A determinação integra uma avaliação nacional das universidades federais. O tribunal classificou a UFMA como “em cumprimento” em relação às medidas determinadas anteriormente, mas estabeleceu novas providências para que a instituição alcance o atendimento integral dos critérios.
O levantamento realizado pelo TCU revelou lacunas em políticas de prevenção ao assédio em instituições federais de ensino superior. Na fiscalização de 2024, 41 das 69 universidades analisadas não possuíam política formal específica sobre o tema.
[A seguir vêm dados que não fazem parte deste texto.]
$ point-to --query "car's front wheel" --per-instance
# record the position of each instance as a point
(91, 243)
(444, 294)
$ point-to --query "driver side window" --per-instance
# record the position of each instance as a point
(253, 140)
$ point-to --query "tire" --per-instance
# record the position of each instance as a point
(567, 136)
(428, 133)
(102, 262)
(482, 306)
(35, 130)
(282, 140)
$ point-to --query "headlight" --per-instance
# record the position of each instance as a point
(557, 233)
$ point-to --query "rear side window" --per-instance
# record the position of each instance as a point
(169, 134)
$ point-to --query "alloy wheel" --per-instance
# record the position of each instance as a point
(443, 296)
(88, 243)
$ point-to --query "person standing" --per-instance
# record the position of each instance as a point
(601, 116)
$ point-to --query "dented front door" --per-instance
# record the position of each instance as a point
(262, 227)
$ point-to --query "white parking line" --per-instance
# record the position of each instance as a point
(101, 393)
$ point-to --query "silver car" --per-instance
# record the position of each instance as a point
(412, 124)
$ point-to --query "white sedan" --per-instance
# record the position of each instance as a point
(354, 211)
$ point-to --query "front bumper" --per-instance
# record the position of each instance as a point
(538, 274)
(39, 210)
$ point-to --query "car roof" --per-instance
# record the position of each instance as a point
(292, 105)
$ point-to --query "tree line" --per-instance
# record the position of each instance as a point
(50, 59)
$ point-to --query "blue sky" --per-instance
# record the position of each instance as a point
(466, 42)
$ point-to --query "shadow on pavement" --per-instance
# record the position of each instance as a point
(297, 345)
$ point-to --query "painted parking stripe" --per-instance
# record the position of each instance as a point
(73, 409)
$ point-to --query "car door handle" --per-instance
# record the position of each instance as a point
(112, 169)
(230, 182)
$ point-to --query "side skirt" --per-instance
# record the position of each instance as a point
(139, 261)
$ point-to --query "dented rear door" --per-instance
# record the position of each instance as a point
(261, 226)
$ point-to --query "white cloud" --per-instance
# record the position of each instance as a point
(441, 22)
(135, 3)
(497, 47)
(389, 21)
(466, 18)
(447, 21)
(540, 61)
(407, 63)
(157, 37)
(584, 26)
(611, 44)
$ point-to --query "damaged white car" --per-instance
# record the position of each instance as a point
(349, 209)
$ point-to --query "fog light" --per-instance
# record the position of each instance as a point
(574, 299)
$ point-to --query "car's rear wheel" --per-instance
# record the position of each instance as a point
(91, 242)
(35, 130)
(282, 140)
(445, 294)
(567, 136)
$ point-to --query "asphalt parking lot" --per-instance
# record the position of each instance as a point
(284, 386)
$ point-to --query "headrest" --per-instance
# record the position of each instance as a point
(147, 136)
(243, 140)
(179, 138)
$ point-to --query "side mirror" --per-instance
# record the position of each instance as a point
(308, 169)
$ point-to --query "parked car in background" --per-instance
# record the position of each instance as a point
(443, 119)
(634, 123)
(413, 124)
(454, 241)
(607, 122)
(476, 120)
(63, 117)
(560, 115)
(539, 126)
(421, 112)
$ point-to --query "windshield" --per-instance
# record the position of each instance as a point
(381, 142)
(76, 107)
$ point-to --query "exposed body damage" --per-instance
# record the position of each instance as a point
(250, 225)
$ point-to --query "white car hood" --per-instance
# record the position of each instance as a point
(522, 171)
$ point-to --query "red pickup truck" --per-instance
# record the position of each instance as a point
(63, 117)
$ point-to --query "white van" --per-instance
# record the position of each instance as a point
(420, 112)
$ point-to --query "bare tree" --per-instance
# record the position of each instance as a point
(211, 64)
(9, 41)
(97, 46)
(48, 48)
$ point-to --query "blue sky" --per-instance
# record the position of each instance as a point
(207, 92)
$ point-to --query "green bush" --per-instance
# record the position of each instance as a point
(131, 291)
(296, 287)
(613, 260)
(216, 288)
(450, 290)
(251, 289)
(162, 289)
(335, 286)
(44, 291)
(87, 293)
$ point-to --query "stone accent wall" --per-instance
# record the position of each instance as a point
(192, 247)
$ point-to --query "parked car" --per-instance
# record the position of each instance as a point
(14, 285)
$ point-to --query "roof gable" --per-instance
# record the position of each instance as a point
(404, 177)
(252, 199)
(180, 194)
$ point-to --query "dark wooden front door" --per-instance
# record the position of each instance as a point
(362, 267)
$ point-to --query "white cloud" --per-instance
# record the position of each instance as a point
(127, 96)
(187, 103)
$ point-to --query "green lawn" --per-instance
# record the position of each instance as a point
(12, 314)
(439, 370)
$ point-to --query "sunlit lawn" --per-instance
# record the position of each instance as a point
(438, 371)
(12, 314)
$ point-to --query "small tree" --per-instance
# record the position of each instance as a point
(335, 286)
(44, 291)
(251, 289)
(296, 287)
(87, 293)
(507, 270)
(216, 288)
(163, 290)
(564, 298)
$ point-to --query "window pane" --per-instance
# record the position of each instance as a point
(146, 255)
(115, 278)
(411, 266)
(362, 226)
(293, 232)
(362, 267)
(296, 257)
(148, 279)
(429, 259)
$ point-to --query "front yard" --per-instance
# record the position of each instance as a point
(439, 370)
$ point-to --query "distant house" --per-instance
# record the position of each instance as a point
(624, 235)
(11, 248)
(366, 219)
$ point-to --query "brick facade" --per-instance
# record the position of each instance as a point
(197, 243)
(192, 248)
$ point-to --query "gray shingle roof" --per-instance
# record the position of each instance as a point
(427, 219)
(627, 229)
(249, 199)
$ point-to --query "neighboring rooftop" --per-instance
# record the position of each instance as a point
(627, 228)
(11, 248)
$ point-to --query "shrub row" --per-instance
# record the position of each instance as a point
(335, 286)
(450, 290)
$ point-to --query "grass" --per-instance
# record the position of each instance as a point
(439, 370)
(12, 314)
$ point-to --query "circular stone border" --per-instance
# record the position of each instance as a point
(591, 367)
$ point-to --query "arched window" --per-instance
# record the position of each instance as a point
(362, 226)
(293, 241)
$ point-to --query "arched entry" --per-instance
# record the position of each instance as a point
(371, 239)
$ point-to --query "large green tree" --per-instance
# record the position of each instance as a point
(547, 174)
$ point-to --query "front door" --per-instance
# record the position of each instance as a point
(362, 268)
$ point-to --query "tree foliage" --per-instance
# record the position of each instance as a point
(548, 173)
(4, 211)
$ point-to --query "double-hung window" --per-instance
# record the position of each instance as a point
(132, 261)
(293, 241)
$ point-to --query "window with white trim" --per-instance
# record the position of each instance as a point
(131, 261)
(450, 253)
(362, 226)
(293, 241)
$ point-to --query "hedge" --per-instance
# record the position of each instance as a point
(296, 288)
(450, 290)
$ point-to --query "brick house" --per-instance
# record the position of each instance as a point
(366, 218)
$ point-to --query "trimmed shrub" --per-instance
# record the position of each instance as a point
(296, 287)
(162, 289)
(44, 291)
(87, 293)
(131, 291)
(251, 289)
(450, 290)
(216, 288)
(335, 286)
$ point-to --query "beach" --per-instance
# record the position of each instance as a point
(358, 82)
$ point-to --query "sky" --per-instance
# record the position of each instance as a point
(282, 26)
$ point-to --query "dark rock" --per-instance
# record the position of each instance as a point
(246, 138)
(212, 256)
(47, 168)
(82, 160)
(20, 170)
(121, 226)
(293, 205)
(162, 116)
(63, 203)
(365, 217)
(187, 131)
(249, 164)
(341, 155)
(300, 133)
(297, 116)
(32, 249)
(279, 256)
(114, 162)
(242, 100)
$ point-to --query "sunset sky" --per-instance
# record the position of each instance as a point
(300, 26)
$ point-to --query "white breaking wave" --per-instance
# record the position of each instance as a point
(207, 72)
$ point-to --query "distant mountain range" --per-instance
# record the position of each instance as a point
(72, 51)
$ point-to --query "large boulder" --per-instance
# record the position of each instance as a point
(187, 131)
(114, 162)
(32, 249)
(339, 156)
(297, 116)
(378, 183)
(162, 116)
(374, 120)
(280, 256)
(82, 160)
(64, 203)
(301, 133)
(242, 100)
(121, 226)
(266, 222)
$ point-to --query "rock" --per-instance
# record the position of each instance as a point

A ausência de capacitação e de mecanismos de acolhimento também foi apontada. Segundo o levantamento, 50 universidades não realizavam treinamentos regulares e 51 não tinham protocolos de acolhimento para pessoas que relatassem situações de assédio.
O relatório ainda aponta que 52 instituições não incorporavam a perspectiva de gênero nos processos de apuração.
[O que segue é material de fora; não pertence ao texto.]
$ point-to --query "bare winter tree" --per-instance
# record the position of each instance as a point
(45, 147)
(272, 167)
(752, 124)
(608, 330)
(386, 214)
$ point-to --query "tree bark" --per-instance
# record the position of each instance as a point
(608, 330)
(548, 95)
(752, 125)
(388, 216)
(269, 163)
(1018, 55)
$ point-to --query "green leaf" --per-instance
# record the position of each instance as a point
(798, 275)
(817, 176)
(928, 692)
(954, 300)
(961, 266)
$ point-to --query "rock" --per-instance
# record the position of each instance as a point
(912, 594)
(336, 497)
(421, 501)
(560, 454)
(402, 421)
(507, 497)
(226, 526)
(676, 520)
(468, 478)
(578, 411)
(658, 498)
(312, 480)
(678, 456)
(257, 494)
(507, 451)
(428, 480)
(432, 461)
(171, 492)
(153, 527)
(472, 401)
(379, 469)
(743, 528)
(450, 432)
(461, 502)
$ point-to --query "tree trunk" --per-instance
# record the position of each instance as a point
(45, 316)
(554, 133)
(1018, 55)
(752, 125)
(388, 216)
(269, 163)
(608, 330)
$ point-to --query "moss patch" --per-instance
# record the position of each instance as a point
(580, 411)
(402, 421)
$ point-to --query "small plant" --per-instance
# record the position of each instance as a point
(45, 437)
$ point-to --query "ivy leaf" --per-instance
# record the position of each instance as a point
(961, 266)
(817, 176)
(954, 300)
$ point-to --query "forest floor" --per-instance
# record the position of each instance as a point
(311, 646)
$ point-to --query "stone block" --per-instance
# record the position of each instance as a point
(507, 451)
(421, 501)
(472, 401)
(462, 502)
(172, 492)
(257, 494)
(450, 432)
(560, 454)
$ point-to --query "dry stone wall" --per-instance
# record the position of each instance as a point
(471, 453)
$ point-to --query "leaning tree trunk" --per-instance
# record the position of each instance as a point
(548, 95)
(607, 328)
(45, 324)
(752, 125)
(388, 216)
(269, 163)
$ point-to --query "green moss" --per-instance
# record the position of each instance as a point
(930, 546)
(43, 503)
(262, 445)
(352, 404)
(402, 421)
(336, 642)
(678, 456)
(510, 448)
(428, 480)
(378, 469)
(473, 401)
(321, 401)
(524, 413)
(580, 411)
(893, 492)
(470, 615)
No caso da universidade maranhense, o TCU determinou a institucionalização de uma política ou plano setorial de prevenção e combate ao assédio.
A medida deverá envolver a comunidade acadêmica e estabelecer regras para acolhimento, apuração, treinamento e divulgação. A política também deverá especificar quais comportamentos são considerados assédio e definir as atribuições dos setores responsáveis pelo tratamento das denúncias.
O tribunal prevê nova fiscalização ao final dos 180 dias. Gestores poderão ser multados em caso de descumprimento injustificado das determinações.
A cobrança ocorre em uma instituição que já registrou episódios de denúncias envolvendo professores.
Em 2022, a UFMA demitiu Jadir Machado Lessa, professor do Departamento de Psicologia, após denúncias de abuso sexual envolvendo três estudantes. O docente havia sido afastado anteriormente durante a apuração das acusações.

Em 2019, outro professor do Colégio Universitário também foi afastado após denúncias de assédio contra estudantes. Na ocasião, manifestações de alunos nas redes sociais cobraram providências da universidade.
O TCU também identificou experiências adotadas por universidades que investiram em estruturas específicas de acolhimento. Entre elas estão a Sala Lilás, da Universidade Federal do Piauí, e iniciativas da Universidade Federal do Rio de Janeiro voltadas à orientação e atendimento de mulheres.